After news broke that game publishing giant Activision holds a patent for a system that encourages players to buy cosmetic items based on matching them with other players in multiplayer settings, gamers understandably expressed outrage at such a system in the games that they play.
While the patent never mentioned any specific games, some wondered whether it was currently active in any Activision-published titles, like Destiny 2. However, it wasn’t long before Bungie set the record straight and confirmed that the matchmaking algorithms in question do not appear in any Destiny game:
You won't find this functionality in our games, including Destiny or Destiny 2.
— DeeJ (@DeeJ_BNG) October 17, 2017
The predatory feeling of a matchmaking system that is out to get players to sink more money into a game via microtransactions definitely leaves a bad taste in gamers’ mouths.

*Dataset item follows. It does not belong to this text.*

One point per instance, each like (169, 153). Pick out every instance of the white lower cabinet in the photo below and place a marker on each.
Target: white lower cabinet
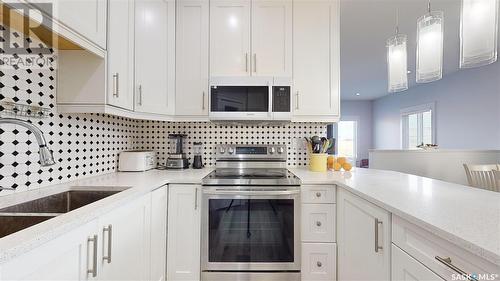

But Destiny 2 players can rest assured that, even though they may covet another player’s gear, that interaction is not being set up behind the scenes in the game’s code.
Microtransactions have been an ongoing point of contention in the Destiny franchise, with players both for and against the Eververse Store. When Eververse was first introduced in Destiny 1, it was a way for players to buy some emotes and other cosmetics. But as time went on, more items including entire armor sets, sparrows, and exotic ornaments were added to Eververse.
That has only expanded with Destiny 2, with a plethora of items, such as ships, sparrows, and emotes only available through the store. Many of those items, like the fan-favorite ghosts, have been pulled from the general loot pool and put exclusively into Bright engrams. Thankfully, many of those cosmetic items are not completely locked to microtransactions though, but can be earned through the aforementioned Bright engrams. It is possible to skip ahead and purchase Bright engrams, but those who choose not to spend any money can earn one engram every time they rank up.
For further clarification, Activision says the microtransaction matchmaking system mentioned in the patent was an R&D project and has never been implemented in any of the publisher’s games. Of course, that doesn’t mean a similar system isn’t at play in the publisher’s titles, but anything related to the patent is not.
Destiny 2 is available now for PS4 and Xbox One, and releases on October 24, 2017 for PC.